No Brasil, ainda existe uma evasão escolar considerável, principalmente, quando se trata de Ensino Médio. Muito embora sejam os alunos da rede pública a maioria que compõe este e todos os níveis de ensino, mesmo depois das cotas, já prorrogadas por dez anos, pelo atual Governo, e de alguns investimentos no setor de ensino público, como ampliação de vagas, no cabo da jornada, os melhores desempenhos em exames vestibulares não são de alunos de escolas públicas. A maioria destas, inegavelmente, ainda está longe de instruir bem seus estudantes, para que enfrentem o ENEM, de igual modo preparados, assim como estudantes do setor privado.
Muitos daqueles, infelizmente, nem se prestam ao ENEM, porque não podem se dedicar aos estudos, antes, precisam abandonar a escola para ingressar precocemente no mercado de trabalho, caso contrário, seu núcleo familiar vivenciará mais dificuldades financeiras. O descrédito na Universidade e em tudo que a formação em nível superior pode proporcionar ocorre porque a formação intelectual, muito embora mais segura, consistente e frutífera, demora quatro, cinco, às vezes, dez anos, para dar o resultado e grande parte dos jovens brasileiros compõe uma esfera social de emergências cotidianas, que lhes afastam da perspectiva de uma formação densa intelectualmente falando.

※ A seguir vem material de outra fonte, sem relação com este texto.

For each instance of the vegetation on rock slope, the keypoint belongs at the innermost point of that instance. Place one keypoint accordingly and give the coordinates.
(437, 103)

Segundo a Confederação Nacional dos Trabalhadores em Educação, em reportagem no primeiro semestre de 2023, “em outubro de 2022, os 32 Tribunais de Contas da União se uniram para visitar e avaliar a infraestrutura das escolas no país e identificaram que 57% das salas de aula são inadequadas. Os números são assustadores: 31% das escolas visitadas não tinham coleta de esgoto, 8% não possuíam coleta de lixo e 82,38% das cozinhas não possuíam alvará da Vigilância Sanitária para funcionamento (...) A fiscalização encontrou também 63% das escolas sem bibliotecas, mesmo índice entre as que não possuem sala de leitura.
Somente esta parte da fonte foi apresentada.